The book is now out on Amazon and you can find it here, but what I wanted to say on this blog is that I've read the ebook and just loved it. My review is below and as you can see, I would have been happy if it had been much longer. Jo's writing is marvellous: her descriptions are evocative, her empathy with the people is heartwarming and her understanding of their plight shows deep insight into their needs and also their dignity.
This is a lovely, lovely read, and even if it were not to help the people of Nepal, it would be worth buying and savouring. Thank you, Jo!
"The only thing wrong with this travel memoir of Jo Carroll's is that it was over too quickly. It is a marvellous account of her recent trip to Nepal following the earthquake which has devastated the region and destroyed the lives of so many. However, her trip was not that of a disaster tourist. There is little description of the heaviest damage and the physical suffering as Jo Carroll's aim was to see what was needed to bring tourists back to the country and to find out what was still there for visitors to see and enjoy. There was and is plenty and she shows by her accounts of the wonderful places she visited, both in the mountains and valleys, how welcome and comfortable people will still be made. After all, the mountains and stunning scenery are still there as is the fascinating culture of the people, who are warm, hospitable and very courteous.
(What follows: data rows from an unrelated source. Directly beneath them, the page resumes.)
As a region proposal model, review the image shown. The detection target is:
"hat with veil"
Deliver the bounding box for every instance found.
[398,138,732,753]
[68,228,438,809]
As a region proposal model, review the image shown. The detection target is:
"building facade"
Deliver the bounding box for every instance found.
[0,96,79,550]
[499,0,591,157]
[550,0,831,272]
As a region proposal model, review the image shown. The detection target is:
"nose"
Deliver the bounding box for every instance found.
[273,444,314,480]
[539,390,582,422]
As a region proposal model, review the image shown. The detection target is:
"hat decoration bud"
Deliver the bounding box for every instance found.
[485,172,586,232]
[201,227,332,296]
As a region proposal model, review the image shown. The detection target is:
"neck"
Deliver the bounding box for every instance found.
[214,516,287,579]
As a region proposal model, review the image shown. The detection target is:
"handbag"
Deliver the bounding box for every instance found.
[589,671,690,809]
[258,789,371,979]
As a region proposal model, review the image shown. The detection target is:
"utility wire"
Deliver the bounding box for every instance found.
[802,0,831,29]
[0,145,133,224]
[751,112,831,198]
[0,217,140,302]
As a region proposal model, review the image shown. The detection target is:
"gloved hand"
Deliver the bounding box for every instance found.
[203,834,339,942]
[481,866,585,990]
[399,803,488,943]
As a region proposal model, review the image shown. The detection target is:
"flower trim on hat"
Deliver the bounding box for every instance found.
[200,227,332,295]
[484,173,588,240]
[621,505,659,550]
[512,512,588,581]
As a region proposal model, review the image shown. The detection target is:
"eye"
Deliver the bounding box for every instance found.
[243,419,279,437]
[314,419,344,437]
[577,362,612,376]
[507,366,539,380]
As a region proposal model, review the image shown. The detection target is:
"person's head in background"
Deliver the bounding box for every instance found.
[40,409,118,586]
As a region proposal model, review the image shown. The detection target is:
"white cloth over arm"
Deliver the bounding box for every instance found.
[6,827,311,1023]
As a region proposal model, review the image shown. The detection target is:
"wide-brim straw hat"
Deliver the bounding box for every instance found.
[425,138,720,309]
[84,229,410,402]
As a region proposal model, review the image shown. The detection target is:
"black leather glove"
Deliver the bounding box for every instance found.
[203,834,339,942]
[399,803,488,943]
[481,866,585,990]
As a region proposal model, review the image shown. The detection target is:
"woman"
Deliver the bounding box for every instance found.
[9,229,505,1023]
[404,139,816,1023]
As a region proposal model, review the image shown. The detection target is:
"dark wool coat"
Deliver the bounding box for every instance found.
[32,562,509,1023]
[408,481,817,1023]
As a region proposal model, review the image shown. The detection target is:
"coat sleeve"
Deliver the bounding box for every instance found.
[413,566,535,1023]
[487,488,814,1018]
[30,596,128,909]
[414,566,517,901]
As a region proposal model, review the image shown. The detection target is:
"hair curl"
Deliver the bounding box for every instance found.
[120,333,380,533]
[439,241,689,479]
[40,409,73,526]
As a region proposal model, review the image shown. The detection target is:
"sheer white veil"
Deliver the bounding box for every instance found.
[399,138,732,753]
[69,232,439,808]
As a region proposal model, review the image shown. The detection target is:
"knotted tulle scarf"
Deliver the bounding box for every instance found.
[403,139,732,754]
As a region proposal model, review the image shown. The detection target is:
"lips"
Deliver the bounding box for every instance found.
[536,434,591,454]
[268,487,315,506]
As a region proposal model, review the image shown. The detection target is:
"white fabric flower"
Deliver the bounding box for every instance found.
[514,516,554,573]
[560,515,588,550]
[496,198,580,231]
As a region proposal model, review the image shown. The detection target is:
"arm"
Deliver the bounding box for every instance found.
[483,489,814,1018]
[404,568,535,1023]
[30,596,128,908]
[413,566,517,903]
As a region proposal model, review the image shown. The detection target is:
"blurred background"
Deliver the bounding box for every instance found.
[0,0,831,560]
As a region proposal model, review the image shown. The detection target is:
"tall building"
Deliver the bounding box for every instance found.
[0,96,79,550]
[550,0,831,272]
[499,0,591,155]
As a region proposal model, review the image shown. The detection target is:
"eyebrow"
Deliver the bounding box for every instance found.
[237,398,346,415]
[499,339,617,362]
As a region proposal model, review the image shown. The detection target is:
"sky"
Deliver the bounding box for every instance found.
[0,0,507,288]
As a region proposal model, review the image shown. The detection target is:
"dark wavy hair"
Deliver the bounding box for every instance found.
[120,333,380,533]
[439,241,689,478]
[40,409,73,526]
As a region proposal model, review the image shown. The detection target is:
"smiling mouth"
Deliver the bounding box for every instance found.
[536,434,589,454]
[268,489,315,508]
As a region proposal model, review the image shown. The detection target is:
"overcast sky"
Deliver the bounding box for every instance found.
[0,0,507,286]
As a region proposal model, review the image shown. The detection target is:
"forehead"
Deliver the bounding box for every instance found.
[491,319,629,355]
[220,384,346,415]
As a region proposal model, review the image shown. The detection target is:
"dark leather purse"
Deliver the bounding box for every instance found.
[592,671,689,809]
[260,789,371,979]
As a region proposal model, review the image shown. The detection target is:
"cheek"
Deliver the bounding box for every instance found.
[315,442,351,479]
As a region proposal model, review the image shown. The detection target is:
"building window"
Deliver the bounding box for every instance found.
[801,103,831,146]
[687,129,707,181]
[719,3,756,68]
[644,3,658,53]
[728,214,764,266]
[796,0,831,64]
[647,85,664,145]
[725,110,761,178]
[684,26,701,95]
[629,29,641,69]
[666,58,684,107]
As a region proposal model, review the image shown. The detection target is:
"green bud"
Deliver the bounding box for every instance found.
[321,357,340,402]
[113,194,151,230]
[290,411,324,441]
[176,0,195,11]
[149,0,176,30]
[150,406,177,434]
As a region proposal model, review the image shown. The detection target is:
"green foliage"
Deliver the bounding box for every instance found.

Nepal needs visitors to rebuild; its economy relies heavily on tourism and without it even more people will suffer. The proceeds of this book are going to rebuild a house in Nepal, but its value stretches way beyond that. It is a convincing plea for the tourists to return. I loved it and felt as if I was there with her experiencing the peace, the views, the monsoon rains and even the crocodile (yes, now that was an experience!) but of course I'd much rather go in person now! Maybe one day I will."